Qualitative research design was used to collect data and information about the topic being studied. Research measures
Focus group technique was used to collect data. Focus groups are used to explore people’s beliefs, opinions, perceptions and attitudes about the particular concept or proposal. Six to ten people are interviewed in the same group discussion and talk about their ideas and views about issue to be discussed (Debus, 1998 & Stewart, Shamdasani & Rook 2007). So it was appropriate to use this technique for this kind of study which requires the interactive and rich accounts of non-local students who can freely talk about it while in a group. The moderator in this focus group was female. Sample
Purposive sampling strategy was used to select the students from
University’s hostels. Eight students were selected with the age range of 19 to 23 years. Two students were from Baluchistan and Waziristan; one each from Khyber Pakhtoonkhwa, Sind, Gilgit and Azad Kashmir were included. They all were students of BSc Hons and five of them belonged to political science department. One student was from English department, one from history, and one from biotechnology. All of them were males except one female from Azad Kashmir. The reason for not selecting the equal ratio is that there is a very less number of non-local female students and she was the only available female to participate in this study. Procedure
Students from university hostels were approached through purposive sampling and were requested to participate in the study. Informed consent was taken from each student. Focus group discussion was held at university’s psychology department’s library. Eight students participated in the discussion proceeded by moderator. The discussion continued for two hours and was videotaped, as it allows the researcher to make sure that not a single piece of information is being missed out and everyone is clearly visible is the video. This video recording was then transcribed for further analysis. Data analysis
Data was analyzed by using grounded theory method. It is a systematic analysis tool, which is frequently used in social sciences. Grounded theory method (GT) works in reverse manner from conventional method. It starts with collection of data with some questions in consideration instead of hypothesis. Codes are assigned to the collected data, categories are formed from these codes to make them more workable, and then hypotheses are formed by these categories that consequently lead to theory development (Smith, 2003).

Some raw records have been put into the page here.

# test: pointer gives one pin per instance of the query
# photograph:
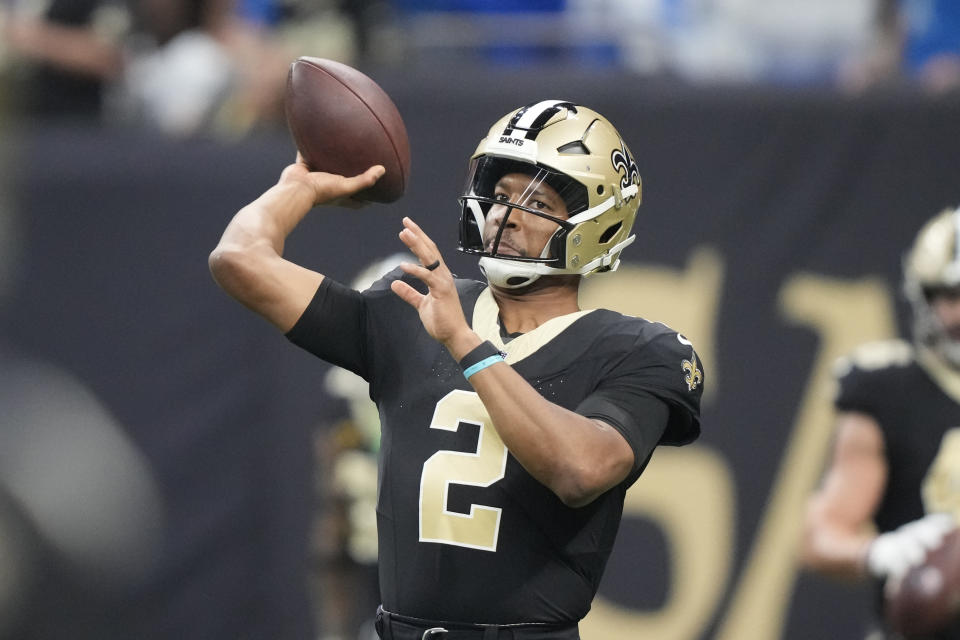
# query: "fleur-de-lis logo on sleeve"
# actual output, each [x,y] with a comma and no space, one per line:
[693,376]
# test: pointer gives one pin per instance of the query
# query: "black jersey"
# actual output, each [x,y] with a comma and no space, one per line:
[465,533]
[916,402]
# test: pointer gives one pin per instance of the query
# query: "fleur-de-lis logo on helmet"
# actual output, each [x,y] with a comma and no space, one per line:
[625,166]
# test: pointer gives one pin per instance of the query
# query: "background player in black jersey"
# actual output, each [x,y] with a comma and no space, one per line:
[513,422]
[896,458]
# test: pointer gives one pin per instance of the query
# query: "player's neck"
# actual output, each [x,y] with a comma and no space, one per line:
[523,310]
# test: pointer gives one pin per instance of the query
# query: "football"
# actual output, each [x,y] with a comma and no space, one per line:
[927,598]
[343,122]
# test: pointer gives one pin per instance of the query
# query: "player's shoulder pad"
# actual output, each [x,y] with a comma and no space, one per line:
[670,352]
[875,356]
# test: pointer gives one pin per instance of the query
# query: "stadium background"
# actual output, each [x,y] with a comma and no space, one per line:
[771,230]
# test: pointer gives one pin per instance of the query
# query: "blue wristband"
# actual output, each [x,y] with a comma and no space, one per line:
[483,364]
[484,355]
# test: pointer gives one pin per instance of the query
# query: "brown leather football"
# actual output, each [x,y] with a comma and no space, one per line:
[343,122]
[927,598]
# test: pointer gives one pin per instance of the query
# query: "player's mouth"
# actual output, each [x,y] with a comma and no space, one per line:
[953,331]
[504,248]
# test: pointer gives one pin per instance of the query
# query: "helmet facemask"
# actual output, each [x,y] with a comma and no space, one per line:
[932,268]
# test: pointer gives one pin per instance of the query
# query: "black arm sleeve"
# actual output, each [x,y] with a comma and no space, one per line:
[642,426]
[332,327]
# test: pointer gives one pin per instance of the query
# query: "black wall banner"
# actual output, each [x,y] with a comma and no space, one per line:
[770,234]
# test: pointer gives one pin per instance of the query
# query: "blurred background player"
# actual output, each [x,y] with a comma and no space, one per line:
[891,492]
[485,529]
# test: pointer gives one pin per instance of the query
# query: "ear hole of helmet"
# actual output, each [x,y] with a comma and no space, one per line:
[609,232]
[574,148]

The present study was conducted to find out adjustment problems of non-local students who came from areas other than Punjab to the local university at Lahore for better educational facilities. Major themes emerged from the grounded theory analysis. Using grounded theory analysis, hypothesis were made as a function of drawing assumptions from the data Following hypothesis
were formulated based on the findings of the data.
•Lack of awareness and acceptability leads to disrespectful attitude towards non local students. •Trivial things seem to be more offensive when students are away from home. •Language based discrimination affects self-esteem and confidence among non-local students. •Consideration at administration level can reduce the intensity of adjustment problems.